It feels like coding agents have been around forever, but in reality, it’s been less than six months since I started experimenting with them—and even tried to build my own.

Back then, I created ToolKami because I wanted a Claude Code–like agent that worked with Gemini 2.5 Pro. I had fun (and some success), and eventually released it as an open-source project. Ironically, in the same month OpenAI announced Codex and Google announced Jules.

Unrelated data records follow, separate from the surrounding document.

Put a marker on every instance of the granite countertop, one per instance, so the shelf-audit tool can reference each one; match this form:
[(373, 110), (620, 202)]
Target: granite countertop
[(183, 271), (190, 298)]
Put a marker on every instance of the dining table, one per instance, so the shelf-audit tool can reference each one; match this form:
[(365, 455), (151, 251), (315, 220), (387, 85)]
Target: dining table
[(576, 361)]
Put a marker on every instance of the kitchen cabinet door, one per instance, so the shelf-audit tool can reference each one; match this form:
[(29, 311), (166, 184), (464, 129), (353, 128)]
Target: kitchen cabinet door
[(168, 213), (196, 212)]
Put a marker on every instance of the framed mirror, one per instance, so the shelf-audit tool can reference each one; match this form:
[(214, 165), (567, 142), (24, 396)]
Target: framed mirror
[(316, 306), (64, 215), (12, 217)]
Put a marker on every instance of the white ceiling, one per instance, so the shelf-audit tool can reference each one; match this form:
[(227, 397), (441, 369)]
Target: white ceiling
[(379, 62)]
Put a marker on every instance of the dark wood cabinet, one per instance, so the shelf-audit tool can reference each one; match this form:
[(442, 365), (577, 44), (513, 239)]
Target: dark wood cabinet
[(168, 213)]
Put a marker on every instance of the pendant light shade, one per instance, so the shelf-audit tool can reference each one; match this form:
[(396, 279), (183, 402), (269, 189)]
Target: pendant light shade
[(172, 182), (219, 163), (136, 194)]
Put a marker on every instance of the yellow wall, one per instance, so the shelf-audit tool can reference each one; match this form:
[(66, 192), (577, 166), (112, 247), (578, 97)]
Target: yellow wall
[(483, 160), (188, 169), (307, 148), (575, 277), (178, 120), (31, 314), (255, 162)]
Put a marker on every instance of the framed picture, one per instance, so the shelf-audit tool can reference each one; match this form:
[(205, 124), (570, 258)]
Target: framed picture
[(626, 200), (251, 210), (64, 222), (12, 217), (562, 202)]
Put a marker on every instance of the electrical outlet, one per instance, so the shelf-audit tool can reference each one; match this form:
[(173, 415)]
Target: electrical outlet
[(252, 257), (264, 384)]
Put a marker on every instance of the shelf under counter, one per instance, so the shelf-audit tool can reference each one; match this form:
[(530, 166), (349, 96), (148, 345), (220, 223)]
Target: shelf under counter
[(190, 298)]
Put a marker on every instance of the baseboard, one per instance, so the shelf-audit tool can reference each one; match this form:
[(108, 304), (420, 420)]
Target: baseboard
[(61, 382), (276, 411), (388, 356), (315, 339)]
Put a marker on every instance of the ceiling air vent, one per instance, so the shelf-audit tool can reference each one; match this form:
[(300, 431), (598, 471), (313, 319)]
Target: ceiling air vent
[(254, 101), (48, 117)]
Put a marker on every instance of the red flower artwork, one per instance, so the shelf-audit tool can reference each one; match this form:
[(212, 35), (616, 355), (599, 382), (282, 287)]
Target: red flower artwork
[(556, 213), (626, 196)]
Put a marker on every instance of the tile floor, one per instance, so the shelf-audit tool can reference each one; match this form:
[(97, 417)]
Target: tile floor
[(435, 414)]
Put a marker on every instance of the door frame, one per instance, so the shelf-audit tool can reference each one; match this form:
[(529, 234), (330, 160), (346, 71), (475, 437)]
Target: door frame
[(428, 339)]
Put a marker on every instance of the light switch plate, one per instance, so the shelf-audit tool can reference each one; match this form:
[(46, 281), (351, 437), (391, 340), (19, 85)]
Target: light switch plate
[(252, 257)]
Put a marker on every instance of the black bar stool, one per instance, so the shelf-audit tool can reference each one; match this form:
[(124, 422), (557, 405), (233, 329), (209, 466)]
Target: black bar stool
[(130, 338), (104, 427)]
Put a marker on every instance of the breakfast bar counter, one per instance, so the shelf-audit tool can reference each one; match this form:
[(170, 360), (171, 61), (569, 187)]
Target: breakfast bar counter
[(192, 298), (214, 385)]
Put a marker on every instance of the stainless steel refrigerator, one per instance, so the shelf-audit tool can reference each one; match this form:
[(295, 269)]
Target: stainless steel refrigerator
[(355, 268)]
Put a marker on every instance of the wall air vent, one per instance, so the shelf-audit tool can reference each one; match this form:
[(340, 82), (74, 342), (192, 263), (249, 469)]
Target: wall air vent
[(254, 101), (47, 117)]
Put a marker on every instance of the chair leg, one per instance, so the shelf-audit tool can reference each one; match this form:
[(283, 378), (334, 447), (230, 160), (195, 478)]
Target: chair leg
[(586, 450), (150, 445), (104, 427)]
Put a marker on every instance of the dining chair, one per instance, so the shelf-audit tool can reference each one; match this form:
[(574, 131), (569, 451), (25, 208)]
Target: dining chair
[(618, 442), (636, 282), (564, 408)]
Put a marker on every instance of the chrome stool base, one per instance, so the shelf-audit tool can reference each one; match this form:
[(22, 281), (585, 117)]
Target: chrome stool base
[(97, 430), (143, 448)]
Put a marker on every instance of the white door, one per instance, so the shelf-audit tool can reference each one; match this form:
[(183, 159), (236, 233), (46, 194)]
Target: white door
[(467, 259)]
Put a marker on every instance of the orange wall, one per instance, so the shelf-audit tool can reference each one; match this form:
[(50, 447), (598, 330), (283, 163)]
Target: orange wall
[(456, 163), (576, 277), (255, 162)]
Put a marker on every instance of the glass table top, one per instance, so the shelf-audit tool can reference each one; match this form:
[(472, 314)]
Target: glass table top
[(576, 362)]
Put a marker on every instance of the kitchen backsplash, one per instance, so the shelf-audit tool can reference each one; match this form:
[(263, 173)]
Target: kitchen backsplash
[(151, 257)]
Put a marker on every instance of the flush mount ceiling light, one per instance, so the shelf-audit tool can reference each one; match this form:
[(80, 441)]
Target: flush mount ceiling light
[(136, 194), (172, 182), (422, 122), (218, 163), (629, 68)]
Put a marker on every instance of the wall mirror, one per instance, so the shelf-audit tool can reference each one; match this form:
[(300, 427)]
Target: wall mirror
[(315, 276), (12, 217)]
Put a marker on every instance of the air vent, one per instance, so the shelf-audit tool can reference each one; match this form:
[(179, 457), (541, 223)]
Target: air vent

I had to pause ToolKami for about three months due to other priorities. Now, with Codex as my go-to agent, I find myself questioning whether ToolKami should still exist.

There are, however, strong arguments in its favor:

Open vs. closed: most options out there—except Codex—are closed.
Python vs. Rust/TypeScript: personal preference matters, and I’d rather hack on an agent in a language I love.
Model agnostic: most agents pair best with their own models, but model popularity shifts quickly.
Simplicity and extensibility: ToolKami was designed to be simple, composable, and extensible, starting with four core tools—Ask, Browse, File, and Shell.

This design also unlocked some neat possibilities:

UV Script: each tool is a standalone UV script, meaning you can ship an MCP server as a single file.
Turbo Mode: toggle full autonomy simply by disabling the ask tool.
Hot Reload: the MCP server picks up changes to tool files in real time, enabling the agent to self-modify.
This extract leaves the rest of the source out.